End of day one. Day two begins.

I'm resisting the temptation to just sit here and cry about the whole Rome thing for two reasons. First, we actually did do more than limp up and down Via Filippo Turati looking for food. Second, we went and saw some stuff worth seeing, and we want people to know what a great place Rome really is despite Radisson's every effort to sabotage our visit. If it had been our first visit to Rome, we'd never go back. Luckily it was our fifth and fourth visit, so we knew better. The hotel is not all of Rome. As I said, there's a happyish sort of ending. Eventually.

So we returned to our room and went to bed. The air conditioning stayed on all night. We managed to sleep fairly well.

In the morning, however, we really had to bathe. We had looked at the horrible bathtub/shower enclosure and tried getting into it still dressed just to see how. It had no handrails and the bottom was actually soft. You had the impression you really could plunge through the floor into the room below. The controls (? see below) were baffling. Again, they were completely counter-intuitive, and there was no such thing as a diagram. The glass door opened at an angle, creating only a very narrow opening, and the tub was slippery. We agreed only one of us would be naked at any given time in case we had to call an ambulance.


I went first. I put everything inside the enclosure that I would need, sat down straddling the tub, and laboriously swung and raised my other leg over the side with Joyce right there in case I should over-balance. Then, with her to balance me, I stood up, and turned the water on to the settings we had experimented with. There was no towel rack, so Joyce had to stand outside holding the towel until I was done. With the door open again, she gave me the towel so I could dry my face and hands, and then she helped me to sit down and swing back out the way I had gotten in. Then she said, "I'm not washing. I'm scared to death of this thing."

We compromised. I was completely dressed and ready to go for help before helping her to get into the enclosure, and like her, I stood by outside with the towel. The trick was never to move your feet once standing in bathing poition.

So that took an hour, no fooling. But we started early enough so we were way early for our Villa Borghese Museum tour and had a chance to sit in the cafeteria and eat a sort of breakfast while waiting. It was one of those places where, if you didn't pay for a seat, you ate standing up. We paid to sit, and there was a monitor to make sure no standees sat. The whole area outside the sitting room was jam-packed with standing, sweating tourists waiting to go on a tour. It was worth the price to sit down and be able to talk and write and eat. I'm sure the Italians think we're stupid to pay to sit to eat; they don't. But we're tourists, so there!
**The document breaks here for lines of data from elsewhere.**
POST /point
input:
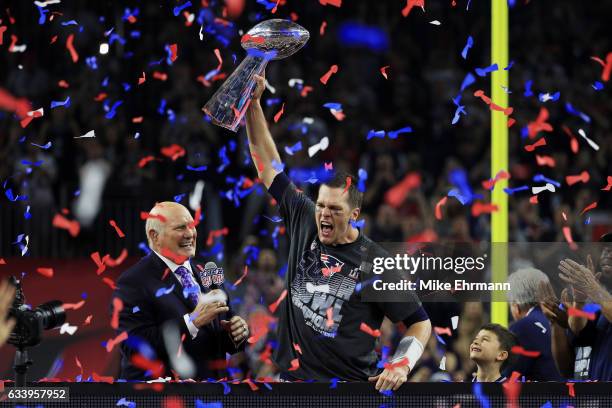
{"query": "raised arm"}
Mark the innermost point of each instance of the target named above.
(262, 146)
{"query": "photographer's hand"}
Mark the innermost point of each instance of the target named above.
(7, 293)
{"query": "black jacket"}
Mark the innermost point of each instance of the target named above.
(137, 286)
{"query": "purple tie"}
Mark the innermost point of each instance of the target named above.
(189, 284)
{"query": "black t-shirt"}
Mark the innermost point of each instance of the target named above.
(323, 311)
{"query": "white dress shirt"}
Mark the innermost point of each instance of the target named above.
(193, 330)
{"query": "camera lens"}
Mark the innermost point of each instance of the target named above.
(51, 314)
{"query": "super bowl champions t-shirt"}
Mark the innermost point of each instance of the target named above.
(320, 319)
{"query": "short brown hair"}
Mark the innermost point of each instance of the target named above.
(506, 340)
(339, 180)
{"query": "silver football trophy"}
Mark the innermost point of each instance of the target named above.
(269, 40)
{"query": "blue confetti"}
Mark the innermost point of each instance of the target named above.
(467, 81)
(375, 133)
(484, 401)
(44, 147)
(290, 150)
(43, 12)
(393, 133)
(484, 71)
(468, 45)
(200, 168)
(164, 291)
(515, 190)
(177, 10)
(540, 178)
(113, 111)
(545, 97)
(65, 103)
(460, 109)
(528, 92)
(123, 402)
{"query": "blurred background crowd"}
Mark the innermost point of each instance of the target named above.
(124, 169)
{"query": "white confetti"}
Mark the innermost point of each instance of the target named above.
(91, 133)
(67, 328)
(589, 141)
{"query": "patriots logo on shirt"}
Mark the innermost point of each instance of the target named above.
(332, 265)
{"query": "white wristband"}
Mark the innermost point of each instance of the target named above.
(411, 348)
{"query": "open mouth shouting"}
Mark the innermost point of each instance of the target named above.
(326, 229)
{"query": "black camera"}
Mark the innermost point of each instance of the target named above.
(30, 323)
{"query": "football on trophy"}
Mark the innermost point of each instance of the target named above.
(279, 37)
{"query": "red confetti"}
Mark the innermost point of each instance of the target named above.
(335, 3)
(480, 208)
(402, 363)
(295, 364)
(117, 229)
(330, 316)
(279, 113)
(111, 343)
(143, 162)
(570, 387)
(332, 70)
(567, 233)
(605, 73)
(110, 283)
(589, 207)
(532, 147)
(527, 353)
(173, 52)
(8, 102)
(73, 54)
(240, 279)
(540, 124)
(545, 161)
(215, 234)
(297, 348)
(144, 215)
(572, 311)
(176, 258)
(443, 330)
(162, 76)
(348, 185)
(490, 184)
(438, 211)
(367, 329)
(383, 71)
(99, 262)
(412, 3)
(173, 151)
(73, 227)
(117, 308)
(100, 378)
(582, 177)
(272, 308)
(73, 306)
(574, 145)
(46, 272)
(609, 186)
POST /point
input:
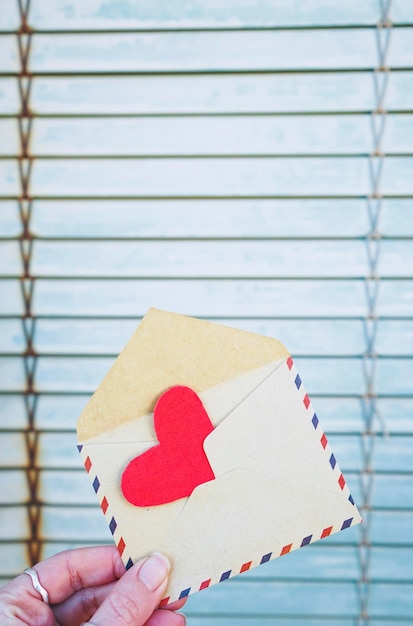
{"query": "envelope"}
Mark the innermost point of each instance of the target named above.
(202, 443)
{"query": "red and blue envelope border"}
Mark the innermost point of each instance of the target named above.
(305, 541)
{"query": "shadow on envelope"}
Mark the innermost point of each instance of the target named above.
(276, 485)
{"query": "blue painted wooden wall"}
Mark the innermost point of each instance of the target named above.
(249, 162)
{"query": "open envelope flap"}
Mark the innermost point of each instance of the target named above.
(277, 487)
(169, 349)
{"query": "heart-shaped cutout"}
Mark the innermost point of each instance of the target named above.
(172, 469)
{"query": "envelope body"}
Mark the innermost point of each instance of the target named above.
(277, 485)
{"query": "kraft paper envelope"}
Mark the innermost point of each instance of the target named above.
(202, 443)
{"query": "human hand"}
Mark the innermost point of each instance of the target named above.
(91, 583)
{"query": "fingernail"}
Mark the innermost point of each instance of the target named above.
(154, 571)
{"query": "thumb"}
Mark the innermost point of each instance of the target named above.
(136, 595)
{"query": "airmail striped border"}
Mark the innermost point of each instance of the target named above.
(316, 425)
(264, 559)
(305, 541)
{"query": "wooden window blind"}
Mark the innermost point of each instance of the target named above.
(245, 162)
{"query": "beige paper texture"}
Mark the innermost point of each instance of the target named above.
(277, 483)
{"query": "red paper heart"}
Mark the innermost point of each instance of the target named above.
(172, 469)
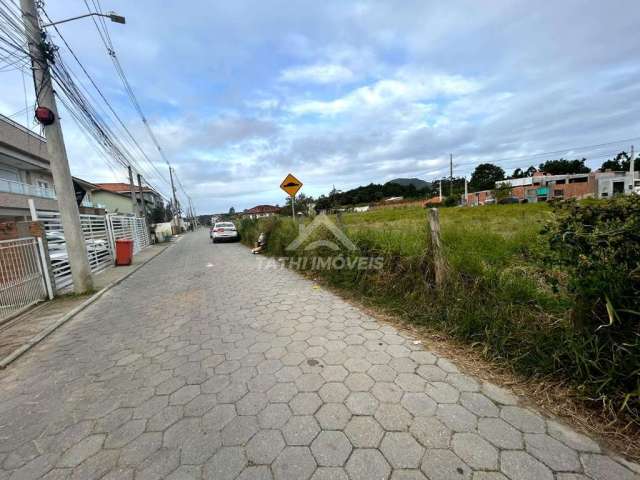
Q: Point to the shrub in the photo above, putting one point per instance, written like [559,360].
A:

I don't remember the rules about photography inside, but we had already agreed to buy the book online when we got home, so we didn't take any pictures. There was a bookshop, of course, but outrageously priced and of course, then you have to carry it. So we will see that book again at Christmas. In the interim, here's a link to the museum itself:

http://www.galleriaborghese.it/borghese/en/edefault.htm

It's a very worthwhile tour with a guide who knows her or his stuff, which we had. Lacking a photo, however, here are our tickets.









Sorry this is blurry, but these are the bathtub controls, such as they were. Water came from three places: a slit in the side of the tub, a spigot on a swivel, and directly overhead, where the mold was growing. Note how all the ceramic veneer has been chpped away around the controls. The shower itself wasn't bad, but the sheer terror of getting in and out was just unbelieveable. What sort of loon would design such a thing, we have no clue. But at least it was consistent with the rest of the totally inadequate, inconvenient and poorly-designed establishment.